The recovery in housing has been very important to the recovery of the economy at large. As such, we keep a very close watch on the state of the housing market. We track a wide variety of metrics related to housing, but perhaps the most important is the Housing Affordability Index (HAI). Produced by the National Association of Realtors (NAR), the HAI uses three variables to arrive at an index value that can be used to track the overall affordability of housing across the US. The three variables are 1) the national median price of an existing single-family home as calculated by NAR; 2) the median family income as reported by the U.S. Bureau of the Census; and 3) the effective rate on loans closed on existing homes from the Federal Housing Finance Board (FHFB).
We decided to make an attempt at forecasting the HAI over the next couple of years.
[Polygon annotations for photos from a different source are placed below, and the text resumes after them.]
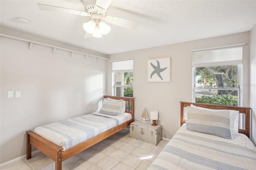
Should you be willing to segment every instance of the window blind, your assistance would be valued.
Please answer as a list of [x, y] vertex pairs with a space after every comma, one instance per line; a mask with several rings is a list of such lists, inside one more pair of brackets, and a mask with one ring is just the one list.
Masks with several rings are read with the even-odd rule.
[[112, 61], [112, 72], [133, 72], [133, 59]]
[[193, 67], [242, 64], [242, 47], [194, 51]]

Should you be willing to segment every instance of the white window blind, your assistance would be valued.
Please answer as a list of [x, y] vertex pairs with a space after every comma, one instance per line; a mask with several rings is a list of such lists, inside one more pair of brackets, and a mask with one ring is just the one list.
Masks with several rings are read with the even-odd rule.
[[193, 67], [242, 64], [242, 47], [193, 51]]
[[113, 73], [133, 71], [133, 59], [112, 61], [112, 72]]

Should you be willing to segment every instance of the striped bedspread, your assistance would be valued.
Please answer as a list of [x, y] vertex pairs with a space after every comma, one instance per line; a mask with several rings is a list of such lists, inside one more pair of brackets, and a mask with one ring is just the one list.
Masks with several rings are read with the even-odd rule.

As a first step, we gathered all the historical input data that is used to produce the HAI. As a substitute for the FHFB mortgage rates, we used rates published by Freddie Mac. As you can see in the chart below, the substitution did not create too much of a problem as the index values we calculated (the orange line) track very closely to the actual HAI values (the blue line) over the past ten years. You will also see that after peaking in 2012 at a level of about 207, the HAI dropped to 163.8 in the 3Q16 (which is the most recent data point). This 20%+ drop in affordability was due to a sharp rise in housing prices since the crisis lows, which was partially offset by a solid increase in median family income over that time frame. However, it is the third variable, interest rates, that we want to address.
Mortgage rates had yet to start increasing in earnest until the fourth quarter. Therefore, interest rates had very little impact on the drop in affordability from 2012 until the third quarter of 2016. According to the Freddie Mac data we used, that average rate for the 30-year fixed-rate mortgage was about 3.44% in the third quarter compared to about 4.2% today. So given the sharp spike in interest rates (and therefore mortgage rates) since the election, we thought it would be interesting to see what effect higher mortgage rates will have on housing affordability going forward. We used the following assumptions:
- Median family income increased 4% in 2016 (data not yet released), and will increase by 4% in both 2017 and 2018; this compares to a 2.3% average annual growth rate over the 10 years through 2015
- The average 30-year fixed mortgage rate gradually increases to 5.0% by the end of 2017 and to 5.5% by the end of 2018 compared to about 4.2% today
- The median sales price for existing home sales rises 3% in both 2017 and 2018, which would represent the weakest increases since early 2012
*Source: Data taken from National Association of Realtors; US Census Bureau; Freddie Mac; and Farr, Miller & Washington estimates.
Using assumptions that seem conservative, our model produced an HAI value of 121.3 by the fourth quarter of 2018. This would represent a 26% drop from the most recent reading of 163.8 for the 3Q16 and a whopping 41% drop from the peak in 2012! Moreover, a drop of this magnitude would take us all the way back to affordability levels we last saw in 2007, prior to the big drop in housing prices resulting from the financial crisis. Even if we get more conservative and assume no increase in housing prices over the next two years, the HAI still falls to about 131.5 – a level last seen in 2008 – due entirely to higher mortgage rates!
The point we are trying to make is that in a low interest-rate environment, seemingly minor increases in interest rates (like 100-200 basis points) can have a very big impact on influential sectors of the economy, particularly housing. Those who argue that “interest rates are still low compared to the historical average” are missing the point. Thanks to the Fed’s suppression of interest rates to near zero for eight years, the economy, including most asset prices, has reset to very low levels of interest rates. It doesn’t matter what the level of interest rates was 10 or 20 or 30 years ago. All that matters is that rates have been held to artificially low levels for EIGHT years. So when your real estate agent tells you “it’s never been a better time to buy because interest rates are historically low”, please remember that rising interest rates affect the affordability of your house, and reduced affordability can reduce the value of your home to a prospective buyer.